Grieving mother is told to stop talking about her dead child at workby Joanna Corrig, theunhivedmind.com
September 5th 2011
Grieving mother is told to stop talking about her dead child at work because it’s distracting
A grieving mother who sued her employer after she was told she had to remove pictures of her dead daughter from her office space has lost her court case.
Cecelia Ingraham sued Ortho-McNeil Pharmaceutical after her boss said she could no longer talk about daughter Tatiana, who died from leukemia.
She was told her colleagues were ‘uncomfortable’ with her tendency to discuss the tragedy and that she was causing a ‘disruption’.
Ms Ingraham sued for emotional distress and constructive discharge but the Superior Court of New Jersey, Appellate Division, found for the company.

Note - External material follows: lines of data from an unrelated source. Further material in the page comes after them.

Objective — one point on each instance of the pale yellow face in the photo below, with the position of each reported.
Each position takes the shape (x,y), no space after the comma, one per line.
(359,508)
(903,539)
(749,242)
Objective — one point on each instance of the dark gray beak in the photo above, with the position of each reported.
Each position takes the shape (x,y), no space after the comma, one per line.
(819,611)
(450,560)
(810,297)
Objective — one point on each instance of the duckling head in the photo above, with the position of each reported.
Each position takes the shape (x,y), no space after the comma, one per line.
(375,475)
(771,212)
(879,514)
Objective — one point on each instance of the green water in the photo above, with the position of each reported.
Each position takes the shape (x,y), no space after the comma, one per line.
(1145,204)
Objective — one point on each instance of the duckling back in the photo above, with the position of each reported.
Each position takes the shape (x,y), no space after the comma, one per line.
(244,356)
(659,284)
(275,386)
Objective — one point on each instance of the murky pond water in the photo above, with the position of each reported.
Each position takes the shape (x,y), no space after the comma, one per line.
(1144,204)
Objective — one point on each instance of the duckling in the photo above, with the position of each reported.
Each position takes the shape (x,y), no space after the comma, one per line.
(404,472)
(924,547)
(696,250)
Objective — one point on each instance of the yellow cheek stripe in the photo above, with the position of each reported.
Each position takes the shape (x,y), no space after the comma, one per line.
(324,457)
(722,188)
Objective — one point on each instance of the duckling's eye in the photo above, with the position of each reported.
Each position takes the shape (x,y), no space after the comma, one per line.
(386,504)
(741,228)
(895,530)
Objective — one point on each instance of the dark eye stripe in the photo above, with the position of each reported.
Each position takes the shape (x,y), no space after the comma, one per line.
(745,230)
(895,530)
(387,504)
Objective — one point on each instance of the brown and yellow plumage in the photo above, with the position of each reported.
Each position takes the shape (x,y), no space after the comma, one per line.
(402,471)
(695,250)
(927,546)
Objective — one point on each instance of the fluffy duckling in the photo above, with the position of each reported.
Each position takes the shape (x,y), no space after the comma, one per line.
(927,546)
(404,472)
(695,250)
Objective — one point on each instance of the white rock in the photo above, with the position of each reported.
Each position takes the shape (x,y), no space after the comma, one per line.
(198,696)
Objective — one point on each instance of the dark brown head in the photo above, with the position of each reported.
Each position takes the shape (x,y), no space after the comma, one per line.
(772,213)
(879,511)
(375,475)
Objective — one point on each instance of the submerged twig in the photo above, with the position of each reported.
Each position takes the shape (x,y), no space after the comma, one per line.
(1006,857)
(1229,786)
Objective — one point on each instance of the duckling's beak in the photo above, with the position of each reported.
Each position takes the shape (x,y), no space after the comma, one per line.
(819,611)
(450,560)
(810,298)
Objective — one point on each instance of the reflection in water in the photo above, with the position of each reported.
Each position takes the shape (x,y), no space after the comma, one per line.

Ms Ingraham had worked for the firm for 12 years and by 2006, she was an administrative assistant in a marketing department.
Her only child Tatiana had been diagnosed with acute lymphocytic leukemia in 2003.
She initially fought off the disease and went into remission but it returned in 2005 and she died in May that year.
Ms Ingraham was devastated and kept pictures of her daughter and her ballet slippers displayed in her cubicle at work.
One-and-a-half years after Tatiana died, a human resources manager told Ms Ingraham’s boss he had received complaints about her conduct and interaction with other workers. She sued Ortho-McNeil and an HR manager for intentional infliction of emotional distress, constructive discharge and discrimination.
Carl DeStefanis then held a meeting with the assistant, allegedly telling her she was making her colleagues ‘uncomfortable’, according to website leagle.com.
They had reported being at a loss for ‘what else that we can say that we have not said already’ and said they had resorted to avoiding her.
Ms Ingraham was allegedly told to remove her daughter’s pictures because they were a ‘disruption’ and to stop talking about Tatiana ‘because she is dead’.
‘If courts had to preside over every instance of rude and thoughtless boss behaviour, they’d never have time to consider any other kinds of cases.’
Judge Victor Ashrafi
She is said to have asked Mr DeStefanis if he was telling her to act ‘ as if she [Tatiana] did not exist’. He replied: ‘Yes’.
He apparently said: ‘If you have the need or urge to talk about her you can come into my office and speak of her behind closed doors.’
Ms Ingraham left work sobbing and never went back. She later went to her cardiologist with heart palpitations and had to have angioplasty. This led to short-term disability leave and eventually she resigned.
She then filed a law suit against Ortho-McNeil and Mr DeStefanis for intentional infliction of emotional distress, constructive dischage and discrimination.
She lost the case because the court held she had not shown Mr DeStefanis intended to cause her distress and had acted extremelya nd outrageously.
She had to show that Mr DeStefanis had intended to cause her distress or been reckless as to whether he was doing so and acted extremely and outrageously
The judgment said: ‘There is no question that any reasonable employer should know that telling a grieving mother not to talk about her deceased daughter might cause emotional distress but a severe reaction was not a risk that one should predict.’
Judge Victor Ashrafi wrote: ‘The workplace has too many personal conflicts and too much behaviour that might be perceived as uncivil for the courts to be used as the umpire for all but the most extreme workplace disputes.
‘It’s true that if courts had to preside over every instance of rude and thoughtless boss behaviour, they’d never have time to consider any other kinds of cases.
‘For this reason, courts tend to set a pretty high bar when it comes to determining that behaviour is “extreme”.’